Actually, any uniform expansion of the Universe, no matter how small, will at large enough distances make the galaxies there - which are locally at rest - recede from us faster than the speed of light. No matter how slow the expansion is, as long as it is uniform everywhere in space!
This is not in violation of any laws of physics; Special Relativity forbids it, but special relativity relies on a Minkowski spacetime geometry which is only a valid approximation locally (kind of like the flat earth approximation is only valid locally). You can think of it like raisins in a rising dough - the expansion of the dough can make two far-away raisins recede from each other at superluminal speed, but nothing can travel from one raisin to another faster than light.

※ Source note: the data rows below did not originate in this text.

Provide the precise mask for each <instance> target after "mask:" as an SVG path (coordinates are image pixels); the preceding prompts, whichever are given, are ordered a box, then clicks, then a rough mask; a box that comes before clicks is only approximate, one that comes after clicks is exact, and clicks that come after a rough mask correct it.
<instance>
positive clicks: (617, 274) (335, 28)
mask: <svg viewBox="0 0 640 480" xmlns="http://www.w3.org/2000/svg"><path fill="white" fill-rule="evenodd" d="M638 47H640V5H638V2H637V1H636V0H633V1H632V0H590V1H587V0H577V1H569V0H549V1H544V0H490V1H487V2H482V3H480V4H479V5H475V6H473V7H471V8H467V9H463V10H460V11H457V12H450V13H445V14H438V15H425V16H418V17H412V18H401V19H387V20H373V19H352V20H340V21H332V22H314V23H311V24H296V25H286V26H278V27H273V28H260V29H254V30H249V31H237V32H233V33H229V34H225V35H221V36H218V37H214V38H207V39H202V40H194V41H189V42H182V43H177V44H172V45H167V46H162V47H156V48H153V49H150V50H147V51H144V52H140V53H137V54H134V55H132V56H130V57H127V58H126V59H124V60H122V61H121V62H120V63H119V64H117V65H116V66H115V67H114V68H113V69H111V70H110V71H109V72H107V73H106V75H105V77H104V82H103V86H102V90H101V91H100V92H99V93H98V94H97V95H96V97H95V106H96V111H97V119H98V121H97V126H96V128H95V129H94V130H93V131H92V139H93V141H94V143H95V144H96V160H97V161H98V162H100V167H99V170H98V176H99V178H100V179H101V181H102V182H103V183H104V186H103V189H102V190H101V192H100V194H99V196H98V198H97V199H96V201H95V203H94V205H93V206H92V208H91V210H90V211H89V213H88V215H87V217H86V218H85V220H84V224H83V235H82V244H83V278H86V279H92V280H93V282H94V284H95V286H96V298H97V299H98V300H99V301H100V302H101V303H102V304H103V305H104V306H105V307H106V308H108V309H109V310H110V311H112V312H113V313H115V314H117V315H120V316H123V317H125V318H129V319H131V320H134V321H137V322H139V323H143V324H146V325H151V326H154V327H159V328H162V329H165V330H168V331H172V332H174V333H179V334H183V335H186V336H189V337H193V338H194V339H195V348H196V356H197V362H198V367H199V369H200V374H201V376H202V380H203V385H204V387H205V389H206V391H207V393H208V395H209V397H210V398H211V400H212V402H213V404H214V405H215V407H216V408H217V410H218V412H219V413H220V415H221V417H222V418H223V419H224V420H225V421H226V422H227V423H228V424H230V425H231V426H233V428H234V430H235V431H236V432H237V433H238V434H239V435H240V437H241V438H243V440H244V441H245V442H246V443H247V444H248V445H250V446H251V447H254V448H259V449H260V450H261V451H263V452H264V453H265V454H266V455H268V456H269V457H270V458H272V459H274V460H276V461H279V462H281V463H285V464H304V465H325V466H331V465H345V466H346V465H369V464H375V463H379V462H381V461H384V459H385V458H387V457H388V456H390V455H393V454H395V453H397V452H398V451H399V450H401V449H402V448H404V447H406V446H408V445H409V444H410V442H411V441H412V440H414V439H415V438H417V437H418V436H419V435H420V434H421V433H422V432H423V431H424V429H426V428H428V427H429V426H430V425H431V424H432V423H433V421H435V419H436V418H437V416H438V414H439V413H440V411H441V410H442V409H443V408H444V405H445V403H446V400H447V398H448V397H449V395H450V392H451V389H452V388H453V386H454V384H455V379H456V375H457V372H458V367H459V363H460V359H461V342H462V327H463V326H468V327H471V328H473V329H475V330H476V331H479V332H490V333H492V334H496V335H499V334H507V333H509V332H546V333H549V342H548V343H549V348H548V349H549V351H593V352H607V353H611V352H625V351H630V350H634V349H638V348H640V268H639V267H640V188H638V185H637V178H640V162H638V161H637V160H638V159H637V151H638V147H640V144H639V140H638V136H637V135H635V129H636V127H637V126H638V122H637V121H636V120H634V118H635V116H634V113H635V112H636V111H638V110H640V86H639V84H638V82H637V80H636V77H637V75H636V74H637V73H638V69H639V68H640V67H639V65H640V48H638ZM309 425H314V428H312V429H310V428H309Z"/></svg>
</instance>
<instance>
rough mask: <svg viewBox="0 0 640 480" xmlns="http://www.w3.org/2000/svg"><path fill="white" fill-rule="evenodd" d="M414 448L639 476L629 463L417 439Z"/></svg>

It is important to note that the distance where the Universe recedes from us at light speed is not a horizon. We can see much further than that. This is because the expansion of the Universe is (or rather, has been) slowing down, which means the Hubble sphere is moving outwards. Photons emitted from a region of, say, $2c$, will locally move at $1c$ towards us, which is still receding from us by $1c$. This will bring it into regions that are receding even slower from us, etc., until it gets inside the Hubble Sphere where it will start moving towards us. Therefore, many of the galaxies we see today are moving away from us faster than light - and always have been!
But there is a horizon - or rather, there are two: the particle horizon and the event horizon. The particle horizon is the distance from which light emitted at $t=0$ can have reached us by now. This will continue to grow forever, and is currently around 46 billion light years away. But the particle horizon is being increasingly redshifted, making up a time dilation effect which means that while there is no limit to how far we will be able to see, there is a time limit to how much we can see. At the particle horizon, we can basically only see what happened at $t=0$, Big Bang itself, which in practice means the Cosmic Microwave Background that was emitted around 380.000 years later.
The time dilation also means there is a limit to where light that is emitted at a certain time, e.g. now, will ever be able to reach us. This limit is called the event horizon, and that one is moving away from us in absolute distance, but getting nearer to us in so called co-moving distance. This means in practice that the horizon is moving outwards slower than the expansion of the Universe, so galaxies near it will "escape" it. What this means isn't that we cannot see these galaxies anymore, but that their history as we see it will slow down and eventually stall as their redshift approaches infinity - comparable to when something falls into a Black Hole. The event horizon would be the same as the Hubble Sphere in Special Relativity, but in General Relativity which governs our Universe, it is not. The event horizon is also (very!) different from our particle horizon.
To sum it up:
- Any uniform expansion will make all of the Universe beyond some distance recede from us faster than light.
- Receding faster than light does not mean it is not observable, the Hubble sphere is not a horizon.
- Galaxies situated between our event horizon and our Hubbls sphere are, and always have been, receding from us faster than light; yet we are fully able to observe them (and do it routinely). As expansion of the Hubble sphere asymptotically catches up with the event horizon, the size of this region approaches zero.